以前、高校受験生の生徒さんから『先生にとって反戦運動ってどんなこと?』と聞かれたことがあります。私はとっさに答えられなくてその返事を一日待って貰いました。反戦は大事なこと、しかしそれを日々の生活に反映させていくことはなかなか難しいことです。

『一日待って』が二日になり、三日になりました。その間ほかの生徒さんからも『先生でも宿題が出来ないことがあるの?』と揶揄されたり笑われたりしながらも真剣に考えました。そしてようやく私なりの、学習塾運営者なりの解答を見つけることが出来ました。

『日々みんなが勉強してくれることこそが反戦運動なのではないか。知・智の欠けた状態で裕福になろうとすればそこには違法や暴力が生まれる。それは小さな戦争と同じだと思う。反対に知・智を持って周りの人々を幸せになるようにすれば自然と富は集まる、必然的に富の奪い合いである戦争は起きないのでは・・・』

質問してきた生徒さん、私の解答が極論とは知りつつも納得してくれました。そうか、勉強することは反戦なんだ・・・こう呟きながら帰路につきました。中学3年生になっても勉強する意味を考えられるこの生徒さんは立派だと思います。

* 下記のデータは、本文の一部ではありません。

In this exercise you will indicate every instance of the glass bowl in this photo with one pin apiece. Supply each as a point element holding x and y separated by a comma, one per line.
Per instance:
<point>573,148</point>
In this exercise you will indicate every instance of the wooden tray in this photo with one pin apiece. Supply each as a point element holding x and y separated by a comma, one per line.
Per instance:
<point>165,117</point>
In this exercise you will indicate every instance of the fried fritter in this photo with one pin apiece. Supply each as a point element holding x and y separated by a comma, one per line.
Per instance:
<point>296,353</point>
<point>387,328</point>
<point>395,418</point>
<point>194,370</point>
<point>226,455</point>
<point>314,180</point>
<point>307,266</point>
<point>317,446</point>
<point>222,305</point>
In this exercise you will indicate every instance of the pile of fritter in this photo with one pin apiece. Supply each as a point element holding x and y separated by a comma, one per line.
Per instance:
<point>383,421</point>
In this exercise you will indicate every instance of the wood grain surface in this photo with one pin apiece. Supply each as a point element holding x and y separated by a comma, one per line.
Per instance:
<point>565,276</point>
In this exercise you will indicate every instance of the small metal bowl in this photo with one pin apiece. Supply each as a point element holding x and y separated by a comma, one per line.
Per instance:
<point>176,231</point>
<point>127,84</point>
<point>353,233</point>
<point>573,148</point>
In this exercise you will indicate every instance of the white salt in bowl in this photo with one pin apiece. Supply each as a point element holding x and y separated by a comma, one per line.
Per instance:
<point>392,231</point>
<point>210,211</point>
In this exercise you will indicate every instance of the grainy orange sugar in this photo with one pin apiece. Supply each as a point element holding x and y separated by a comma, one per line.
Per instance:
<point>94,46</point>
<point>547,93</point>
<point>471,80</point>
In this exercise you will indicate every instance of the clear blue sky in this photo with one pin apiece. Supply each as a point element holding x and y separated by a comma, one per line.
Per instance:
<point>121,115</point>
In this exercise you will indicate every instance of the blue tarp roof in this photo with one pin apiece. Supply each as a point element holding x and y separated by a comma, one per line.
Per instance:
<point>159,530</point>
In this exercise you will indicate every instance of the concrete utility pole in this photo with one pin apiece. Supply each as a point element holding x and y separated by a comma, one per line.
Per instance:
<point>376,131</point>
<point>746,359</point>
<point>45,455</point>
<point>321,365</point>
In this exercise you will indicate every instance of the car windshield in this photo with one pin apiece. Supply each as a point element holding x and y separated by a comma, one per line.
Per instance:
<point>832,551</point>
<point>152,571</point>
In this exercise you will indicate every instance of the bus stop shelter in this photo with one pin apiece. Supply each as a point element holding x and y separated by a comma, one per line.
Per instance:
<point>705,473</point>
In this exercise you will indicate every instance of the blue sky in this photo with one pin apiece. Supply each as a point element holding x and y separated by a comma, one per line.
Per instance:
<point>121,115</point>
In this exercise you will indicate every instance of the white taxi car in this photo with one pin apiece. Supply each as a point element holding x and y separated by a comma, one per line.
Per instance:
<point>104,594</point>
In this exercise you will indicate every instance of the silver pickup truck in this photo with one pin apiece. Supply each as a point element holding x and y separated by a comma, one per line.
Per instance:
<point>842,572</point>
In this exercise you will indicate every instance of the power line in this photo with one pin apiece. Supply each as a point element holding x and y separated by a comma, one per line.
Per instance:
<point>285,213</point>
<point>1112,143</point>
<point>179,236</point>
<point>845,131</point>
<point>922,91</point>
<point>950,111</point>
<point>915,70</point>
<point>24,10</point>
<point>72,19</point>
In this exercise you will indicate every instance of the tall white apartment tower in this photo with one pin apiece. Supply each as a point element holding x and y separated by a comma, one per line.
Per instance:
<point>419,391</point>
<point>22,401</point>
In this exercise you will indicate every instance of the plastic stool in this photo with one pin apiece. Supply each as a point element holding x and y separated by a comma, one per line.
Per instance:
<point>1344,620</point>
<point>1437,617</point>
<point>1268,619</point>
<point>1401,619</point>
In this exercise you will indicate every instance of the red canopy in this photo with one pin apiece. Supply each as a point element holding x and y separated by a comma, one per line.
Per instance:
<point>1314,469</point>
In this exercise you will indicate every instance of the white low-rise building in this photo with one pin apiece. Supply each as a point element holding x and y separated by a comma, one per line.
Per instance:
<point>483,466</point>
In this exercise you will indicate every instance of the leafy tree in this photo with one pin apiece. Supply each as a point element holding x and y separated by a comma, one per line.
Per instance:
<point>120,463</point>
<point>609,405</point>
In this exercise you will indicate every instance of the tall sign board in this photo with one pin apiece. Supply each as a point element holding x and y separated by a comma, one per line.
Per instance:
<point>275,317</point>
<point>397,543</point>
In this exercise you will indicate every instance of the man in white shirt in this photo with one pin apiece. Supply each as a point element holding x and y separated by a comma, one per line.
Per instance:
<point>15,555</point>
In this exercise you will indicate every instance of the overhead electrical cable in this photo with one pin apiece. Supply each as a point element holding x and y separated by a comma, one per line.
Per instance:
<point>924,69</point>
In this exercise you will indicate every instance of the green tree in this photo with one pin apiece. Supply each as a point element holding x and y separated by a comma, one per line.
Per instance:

また、夏になると反戦を掲げるテレビドラマやイベントが多くなります。生徒さんにとっても我々大人にとっても平和と反戦を考える良い機会です。そんな中、前日に見たある映画に触発されてメチャクチャ勉強に集中した生徒さんがいました。『勉強を心ゆくまで出来る今の私達って幸せだよね・・・』

普段はなかなか声を大にして言うことも難しいのですが、自分の感動を素直に行動や言葉に出す気持ちは大事にしてあげたいと思っています。それは生徒さんのためだけではなく、我々大人に瑞々しい気持ちを思い起こさせてくれる一服の清涼剤のようだからです。

この章は私らしくビートルズの逸話を一つ。インタビューで『ビートルズの歌には反戦歌がないようだが・・・?』と尋ねられた時、彼らは『ぼくらの歌は全て反戦歌さ。ラブソングが反戦歌であってはいけない理由はないと思うよ!』とのこと。ビートルズは1965年に多大な外貨獲得の貢献を認められ大英帝国彰勲章(MBE勲章)を受けていましたが、メンバーの一人は『イギリスのナイジェリア/ビアフラでの紛争への関与、ベトナム戦争におけるアメリカへの支援』などを理由に受勲を返上しました。国家を相手にした痛烈な反戦運動ですね。

反戦にはそこまで強いポリシーが求められるのか、このことを知った時に私は強い衝撃を受けました。そして皆が平和に暮らせている現代日本が実は理想郷、桃源郷なのではないかと思います。その上でささやかでも微力でもそれらを更に豊かにしていくために教室を運営していこうと思います。